Opsi Saham Goto
Bayangkan Anda bekerja di sebuah perusahaan besar, lalu perusahaan memberi Anda “hadiah” berupa hak untuk membeli saham mereka dengan harga “warung” (misalnya Rp 2), padahal harga di pasar saat ini sudah seharga “restoran” (Rp 52). Begitu Anda beli di pagi hari, siangnya langsung Anda jual ke pasar. Selisihnya? Itulah keuntungan bersih yang masuk ke kantong.
Inilah yang dilakukan oleh Catherine Hindra Sutjahyo, Wadirut GOTO. Secara etika publik, angka Rp 25,7 miliar dalam sehari tentu mengundang decak kagum sekaligus nyinyir. Namun, jika kita bedah dari kacamata hukum, ceritanya jadi sangat menarik—terutama jika kita bandingkan antara hukum di Indonesia dan Amerika.
Di Indonesia: Sah-Sah Saja Selama Terbuka
Di tanah air, apa yang dilakukan Catherine adalah praktik Legal 100%. Program yang ia gunakan disebut ESOP (Employee Stock Option Program). Ini adalah cara perusahaan “mengikat” loyalitas bos-bos besarnya. Harga Rp 2 itu bukan angka sulap, melainkan harga kesepakatan lama yang baru dieksekusi sekarang.
Kuncinya hanya satu: Jujur. Berdasarkan aturan OJK, seorang direksi boleh-boleh saja jualan sahamnya, asalkan dia lapor ke publik maksimal 10 hari setelah transaksi. Catherine sudah melakukan itu. Dia terang-terangan bilang, “Iya, saya jual buat urusan pribadi dan keluarga.” Selama tidak ada bukti bahwa dia menjual karena tahu ada “rahasia perusahaan” yang akan bikin saham anjlok besok (yang disebut insider trading), maka hukum Indonesia melindunginya.
Di Amerika Serikat: Aturan “Main Cantik” yang Ketat
Nah, kalau skenario ini terjadi di bursa saham Wall Street, Amerika Serikat, Catherine mungkin sudah diketuk pintu kantornya oleh regulator (SEC). Mengapa? Karena Amerika punya aturan alergi terhadap “Cuan Kilat” dari orang dalam.
Ada aturan bernama Short-Swing Profit Rule. Aturan ini melarang direksi atau “orang dalam” mengambil untung dari jual-beli saham perusahaan mereka sendiri dalam rentang waktu kurang dari 6 bulan.
- Logikanya begini: Kalau Anda bos di sana, Anda tidak boleh beli saham hari ini lalu jual besoknya untuk ambil untung. Jika nekat dilakukan, keuntungan miliaran itu harus dikembalikan ke kas perusahaan.

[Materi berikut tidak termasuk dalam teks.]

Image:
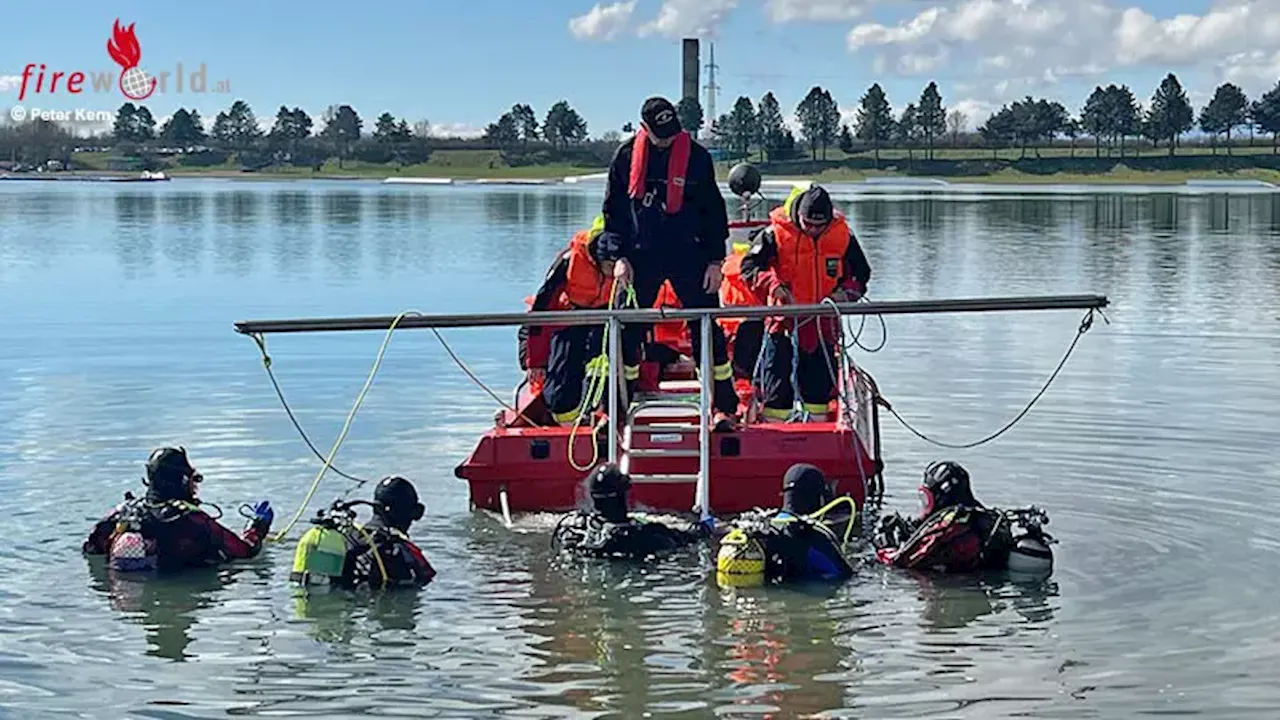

Selain itu, di AS ada aturan Rule 10b5-1. Bos-bos besar tidak bisa jual saham mendadak. Mereka harus buat jadwal dari berbulan-bulan sebelumnya. Jadi, tidak bisa “mumpung harga lagi bagus, sikat sekarang!” seperti yang mungkin terjadi di pasar yang lebih longgar.
Beda Negara, Beda Aturan
Jadi, apakah Catherine melanggar hukum? Tidak sama sekali. Di Indonesia, bursa kita masih memberikan keleluasaan bagi eksekutif untuk mencairkan aset mereka kapan saja, selama transparan.
Namun, kasus ini memberikan gambaran jelas betapa kontrasnya standar regulasi kita dengan Amerika. Di sana, seorang Wadirut dilarang keras “main cepat” demi menjaga kepercayaan investor kecil agar tidak merasa dicurangi oleh orang dalam yang punya akses informasi lebih dulu.
Bagi Catherine, ini adalah “panen” atas kerja kerasnya selama bertahun-tahun yang dibayar lewat opsi saham. Bagi investor ritel, ini adalah pengingat bahwa di bursa saham, orang dalam selalu punya “pintu masuk” yang jauh lebih murah daripada kita semua.